Appetizers Before dinner, soak up the local life and lore with a casual stroll, made even easier during months with nice weather, when the street is often closed to cars on weekends. There are plenty of sites to see, wares to buy and extras to enjoy. Stop by 129 Mulberry, which is now home to the excellent Da Gennaro restaurant but is best known for being the building where mobster Crazy Joey Gallo was gunned down in 1972. Pop into Mulberry Street Cigar Co., a comfortable refuge for aficionados of real hand-rolled beauties. Relax with a cocktail while Connie Francis warbles from the jukebox at Mulberry Street Bar, where scenes from many a mafia film (Donnie Brasco) and TV show (The Sopranos) have been shot.
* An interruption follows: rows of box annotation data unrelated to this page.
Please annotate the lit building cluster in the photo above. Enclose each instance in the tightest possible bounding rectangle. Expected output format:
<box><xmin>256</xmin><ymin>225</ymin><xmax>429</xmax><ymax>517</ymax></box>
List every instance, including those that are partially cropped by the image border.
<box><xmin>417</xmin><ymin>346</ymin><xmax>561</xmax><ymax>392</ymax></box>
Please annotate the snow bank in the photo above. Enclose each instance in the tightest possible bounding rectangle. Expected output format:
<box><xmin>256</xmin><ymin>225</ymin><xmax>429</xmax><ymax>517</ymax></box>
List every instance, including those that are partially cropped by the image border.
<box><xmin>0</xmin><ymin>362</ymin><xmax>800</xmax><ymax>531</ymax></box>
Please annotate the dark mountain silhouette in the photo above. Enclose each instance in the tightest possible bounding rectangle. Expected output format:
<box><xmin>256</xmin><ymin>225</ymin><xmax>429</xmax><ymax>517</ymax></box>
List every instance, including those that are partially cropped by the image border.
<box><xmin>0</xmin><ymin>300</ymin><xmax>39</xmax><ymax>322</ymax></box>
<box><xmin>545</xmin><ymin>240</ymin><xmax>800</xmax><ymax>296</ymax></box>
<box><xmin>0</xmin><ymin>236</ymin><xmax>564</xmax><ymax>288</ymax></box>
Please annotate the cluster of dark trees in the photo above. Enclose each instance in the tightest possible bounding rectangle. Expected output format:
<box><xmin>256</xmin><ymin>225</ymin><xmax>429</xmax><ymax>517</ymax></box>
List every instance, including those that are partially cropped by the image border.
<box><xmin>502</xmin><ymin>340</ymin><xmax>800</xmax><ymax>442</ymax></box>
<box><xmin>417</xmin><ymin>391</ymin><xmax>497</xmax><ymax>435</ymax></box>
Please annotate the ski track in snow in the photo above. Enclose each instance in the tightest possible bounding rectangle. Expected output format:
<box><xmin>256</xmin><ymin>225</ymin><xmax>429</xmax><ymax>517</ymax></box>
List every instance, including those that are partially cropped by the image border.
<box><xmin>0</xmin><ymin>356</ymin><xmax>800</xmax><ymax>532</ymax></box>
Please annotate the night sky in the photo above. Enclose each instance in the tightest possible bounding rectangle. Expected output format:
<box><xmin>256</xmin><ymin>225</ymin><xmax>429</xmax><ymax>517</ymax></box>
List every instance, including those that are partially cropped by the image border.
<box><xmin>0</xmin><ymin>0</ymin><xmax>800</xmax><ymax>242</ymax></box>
Then browse in one of the many souvenir emporiums and take home a trinket (we’re partial to a “You Talkin’ to Me?” T-shirt).

  1. Da Gennaro
    129 Mulberry St.
    (212) 431-3934
  2. Mulberry Street Cigar Co.
    140 Mulberry St.
    (212) 941-7400
  3. Mulberry Street Bar
    176 1/2 Mulberry St.
    (212) 226-9345
  4. Benito II
    163 Mulberry St.
    (212) 226-9012
  5. Grotta Azzurra
    177 Mulberry St.
    (212) 925-8775
  6. Angelo’s
    146 Mulberry St.
    (212) 966-1277
  7. Il Piccolo Bufalo
    141 Mulberry St.
    (212) 219-9068
  8. Rubirosa
    235 Mulberry St.
    (212) 965-0500
  9. Caffe Roma
    385 Broome St.
    (at Mulberry St.)
    (212) 226-8413
  10. Ferrara Bakery & Café
    195 Grand St.
    (between Mulberry & Mott streets)
    (212) 226-6150
  11. La Bella Ferrara
    108 Mulberry St.
    (212) 966-7867

Main Course Roughly translated, agita is that unsettled feeling in the stomach when inferior Italian food passes through it. Fortunately, the feeling is absent from Mulberry Street, because nothing but the best is served on this several-block stretch of pavement. Benito II is a landmark eatery where ­paesanos and nonpaesanos alike have feasted for dec­ades on such staples as seafood linguine or steak alla pizzaiola. Grotta Azzurra , a fixture since 1908, was a favorite of famed opera tenor Enrico Caruso as well as Frank Sinatra and his Rat Pack buddies. The lobster fra diavolo here is bellissimo, and the wine list will make you swoon. Established in 1902, Angelo’s is Little Italy’s oldest restaurant — and their scungilli con salsa piccante appetizer will make you understand their staying power. And when the moon hits your eye like — well, you know — grab a pizza pie at the casual but inviting Il Piccolo Bufalo or Rubirosa, the latter of which won best slice honors this year in New York Magazine’s Best of New York awards. (Though please note: You can only buy it by the slice between
11:30 a.m. and 5 p.m.)

Dessert Hope you saved room for dessert, because in Little Italy, they’ve been making offers you can’t refuse since long before The Godfather hit the big screen. Italian pastries and espresso drinks beckon from Caffe Roma, a longtime area favorite at the corner of Mulberry and Broome streets; the café has been run by the same family since 1891. Just around the corner from Mulberry and only one year younger than Caffe Roma, ­Ferrara Bakery & Café is another institution. Caruso also dined here often, and Yankees legend Phil Rizzuto once did a “Holy Cannoli!” radio campaign for the place. Not to be confused with its surname-sharing streetmate, the tiny, unassuming La Bella Ferrara — located two blocks south of Ferrara Bakery and Café will also satiate your sweet tooth like mama used to.